Hope it was just passing through..........that is scary!!!!! Do you know I used to have 2 bears!lol Back years ago when we raised exotic animals.........I actually bottle raised one, no bigger than a small puppy. They are neat animals, but VERY unpredictable.(we also had lions, tigers, cougars, a baboon, etc.) It was alot of work and requirements to meed the USDA laws when we had them.


----------



## MeadowRidge Farm (Apr 20, 2007)

Its been quiet, but we're all watching. Talked to a couple of the neighbors and they have seen ...we think its the same one, cross the highway, a few times coming to our side. That would be the same path the bear took two years ago, and walked my minis fenceline, for almost 2 weeks. Another friend of mine, who lives about 3 miles from me, told me just yesterday, that one of her neighbors had one in his field...hes a young guy (I have to put that in here when I tell you what he did!!!) he went and got his gun and loaded it with rock-salt, shot the bear, of course it didnt do anything to the bear, but the bear turned and charged on him all the way to his back door.
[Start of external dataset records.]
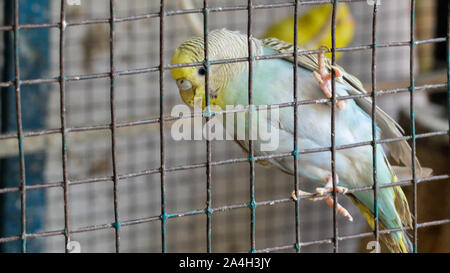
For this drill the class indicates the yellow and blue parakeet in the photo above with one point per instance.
(273, 84)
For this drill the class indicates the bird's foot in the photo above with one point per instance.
(328, 199)
(323, 77)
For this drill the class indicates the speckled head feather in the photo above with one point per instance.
(223, 44)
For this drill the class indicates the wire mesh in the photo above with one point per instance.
(107, 131)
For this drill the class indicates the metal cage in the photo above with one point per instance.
(86, 155)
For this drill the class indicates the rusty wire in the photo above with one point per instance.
(209, 210)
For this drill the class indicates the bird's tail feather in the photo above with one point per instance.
(397, 242)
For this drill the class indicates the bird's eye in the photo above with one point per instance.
(201, 71)
(184, 84)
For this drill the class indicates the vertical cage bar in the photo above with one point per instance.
(20, 137)
(413, 123)
(374, 125)
(252, 204)
(161, 125)
(295, 153)
(112, 102)
(208, 142)
(333, 127)
(62, 97)
(448, 75)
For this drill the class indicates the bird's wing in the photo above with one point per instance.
(400, 151)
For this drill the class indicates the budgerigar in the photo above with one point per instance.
(314, 28)
(273, 84)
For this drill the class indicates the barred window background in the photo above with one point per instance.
(90, 201)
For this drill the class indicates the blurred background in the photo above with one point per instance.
(86, 52)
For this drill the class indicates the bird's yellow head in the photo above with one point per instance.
(222, 45)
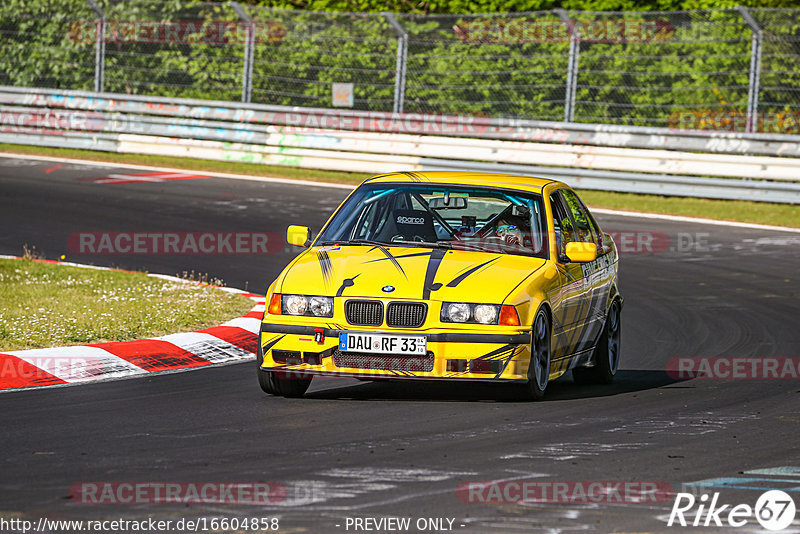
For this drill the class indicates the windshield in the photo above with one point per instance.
(435, 215)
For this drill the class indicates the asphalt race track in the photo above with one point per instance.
(358, 449)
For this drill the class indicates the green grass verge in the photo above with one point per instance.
(729, 210)
(48, 305)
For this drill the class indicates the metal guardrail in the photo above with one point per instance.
(718, 69)
(744, 166)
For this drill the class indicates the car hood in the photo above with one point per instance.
(407, 273)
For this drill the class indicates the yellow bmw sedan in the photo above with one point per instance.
(447, 276)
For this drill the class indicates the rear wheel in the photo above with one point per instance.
(539, 367)
(606, 353)
(279, 383)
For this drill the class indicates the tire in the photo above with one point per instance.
(539, 368)
(274, 384)
(606, 352)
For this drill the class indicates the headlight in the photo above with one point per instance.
(456, 312)
(486, 313)
(295, 304)
(304, 305)
(321, 306)
(463, 312)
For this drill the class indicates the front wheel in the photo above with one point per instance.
(279, 383)
(606, 353)
(539, 367)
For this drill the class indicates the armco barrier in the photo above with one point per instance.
(762, 167)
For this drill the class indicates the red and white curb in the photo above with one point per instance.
(233, 341)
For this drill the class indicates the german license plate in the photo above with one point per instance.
(374, 343)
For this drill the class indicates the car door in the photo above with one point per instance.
(593, 273)
(568, 306)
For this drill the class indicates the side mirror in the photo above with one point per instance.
(581, 252)
(298, 236)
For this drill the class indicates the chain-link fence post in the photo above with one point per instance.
(755, 70)
(402, 54)
(100, 47)
(572, 66)
(249, 45)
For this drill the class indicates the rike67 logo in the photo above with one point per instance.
(774, 510)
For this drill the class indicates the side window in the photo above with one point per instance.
(562, 222)
(585, 230)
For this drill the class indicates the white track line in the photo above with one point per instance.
(270, 179)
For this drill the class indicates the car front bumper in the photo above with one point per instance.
(452, 354)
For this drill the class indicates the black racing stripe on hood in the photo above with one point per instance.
(412, 255)
(430, 273)
(347, 282)
(325, 265)
(460, 278)
(390, 258)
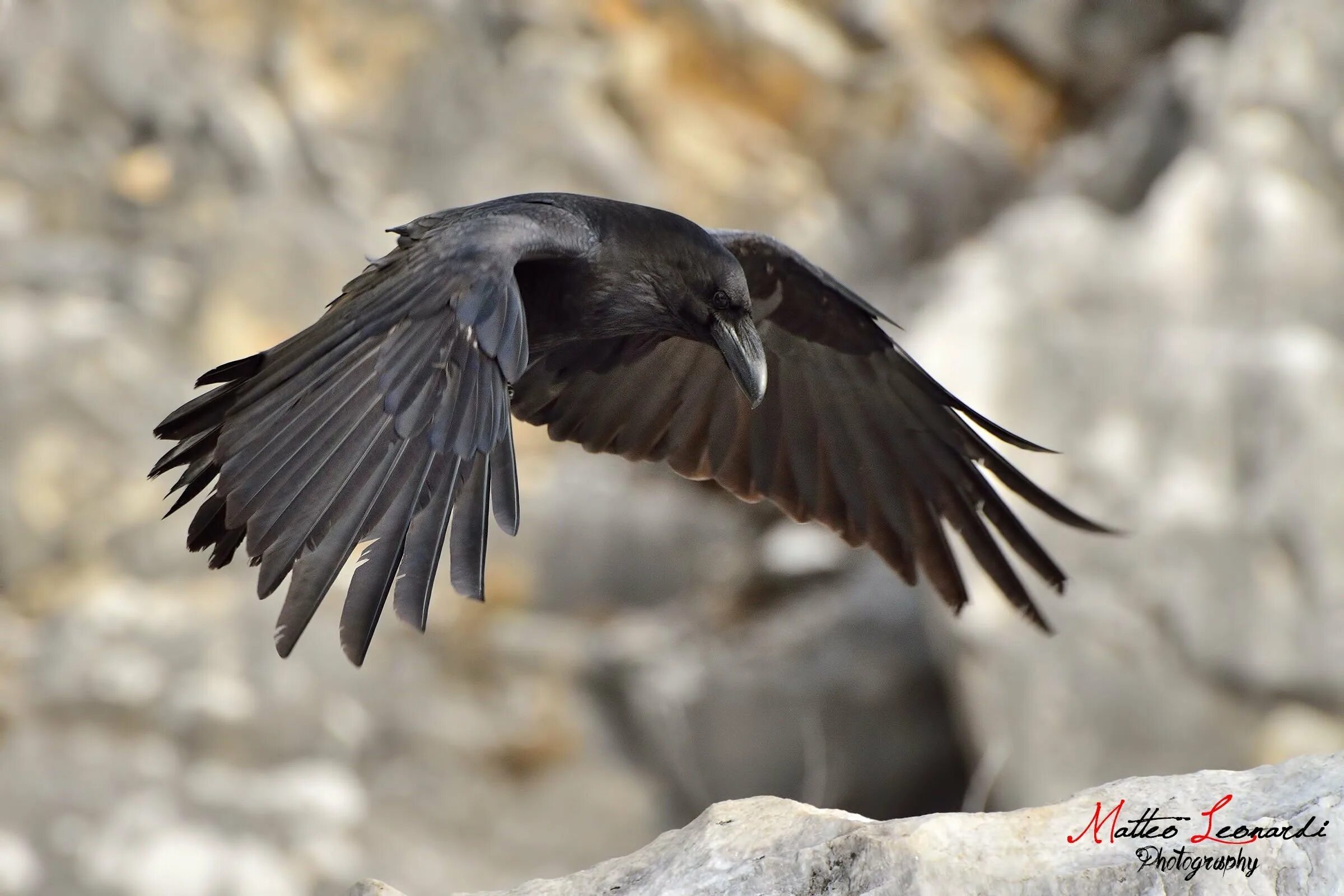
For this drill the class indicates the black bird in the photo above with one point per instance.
(624, 328)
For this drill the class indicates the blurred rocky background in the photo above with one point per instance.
(1116, 226)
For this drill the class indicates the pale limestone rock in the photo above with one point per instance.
(777, 847)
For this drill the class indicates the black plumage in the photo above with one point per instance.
(624, 328)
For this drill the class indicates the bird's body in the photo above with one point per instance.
(624, 328)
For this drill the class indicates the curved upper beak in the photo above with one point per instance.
(744, 354)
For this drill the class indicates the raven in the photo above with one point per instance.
(624, 328)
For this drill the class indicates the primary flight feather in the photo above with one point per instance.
(626, 328)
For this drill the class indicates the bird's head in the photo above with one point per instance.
(714, 307)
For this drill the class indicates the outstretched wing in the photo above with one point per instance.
(384, 421)
(851, 432)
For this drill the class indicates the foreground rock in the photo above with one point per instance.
(771, 846)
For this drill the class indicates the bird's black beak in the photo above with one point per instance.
(744, 352)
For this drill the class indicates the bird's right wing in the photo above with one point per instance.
(851, 430)
(374, 423)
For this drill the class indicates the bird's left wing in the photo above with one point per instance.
(851, 432)
(374, 423)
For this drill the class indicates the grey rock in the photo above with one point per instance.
(1093, 45)
(830, 696)
(1202, 342)
(769, 846)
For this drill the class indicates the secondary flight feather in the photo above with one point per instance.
(626, 328)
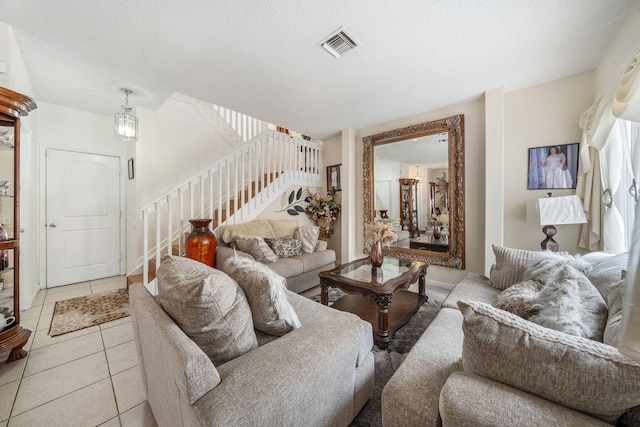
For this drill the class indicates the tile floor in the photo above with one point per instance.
(84, 378)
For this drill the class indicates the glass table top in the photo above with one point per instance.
(362, 270)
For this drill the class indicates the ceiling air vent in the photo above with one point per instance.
(338, 43)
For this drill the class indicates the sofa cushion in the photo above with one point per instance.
(288, 267)
(582, 374)
(208, 306)
(520, 298)
(615, 296)
(308, 235)
(266, 292)
(568, 302)
(316, 260)
(285, 247)
(260, 227)
(511, 264)
(256, 247)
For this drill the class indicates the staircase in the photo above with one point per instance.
(236, 189)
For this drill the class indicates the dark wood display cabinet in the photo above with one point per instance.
(409, 206)
(13, 336)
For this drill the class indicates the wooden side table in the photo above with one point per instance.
(378, 295)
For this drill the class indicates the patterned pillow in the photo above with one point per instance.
(308, 235)
(285, 247)
(256, 247)
(208, 306)
(267, 294)
(575, 372)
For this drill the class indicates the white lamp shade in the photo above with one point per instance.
(556, 210)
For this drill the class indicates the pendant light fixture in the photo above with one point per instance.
(126, 124)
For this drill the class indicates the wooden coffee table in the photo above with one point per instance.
(378, 294)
I dont know what the heck this guy was thinking! My kind of luck he would of come thru my patio doors, ....then I would of had to turn him into my "pet".... :bgrin :bgrin :bgrin Michele, Bobs cousin has a black bear, he subbed for the movie Grizzley, his name is Cody, and when she first moved back to Wisc. she wanted us to take him here, because the county she was living in was giving her a hard time about a permit, but she did get it and we didnt take him. Your right, they are unpredictable. A baboon?? They sound interesting! I know we have bear around us and they seem to be getting more plentiful, and less afraid of people, but our area has grown so much. We also live only about 1 mile form a national forest, which covers a few counties, so its huge. All these cute little beggers can go and make a nice comfy home in there...and leave me alone! Bonnie, that had to be terrible. I have a book here that a friend from Alaska sent me...its called, Alaskan Grizzley Attacks. Those are some HUGE bears compared to our black bears! Dont think I would want to live around them! Marnie, we have coyotes and now wolves too..I havent seen any wolves yet, but we do have coyotes in our woods and can you hear the howl at night. I honestly think I am more worried about the coyotes then the bears, but we have had them for years (35 to be exact :bgrin ) and they have never done anything, but they still scare me. The bears usually just seem to pass thru. Have you ever heard of any coyote attacks on horses up your way? I like the deer, and turkeys...we have them by the heards, and I know there not going to hurt my horses or donkeys. Corinne


----------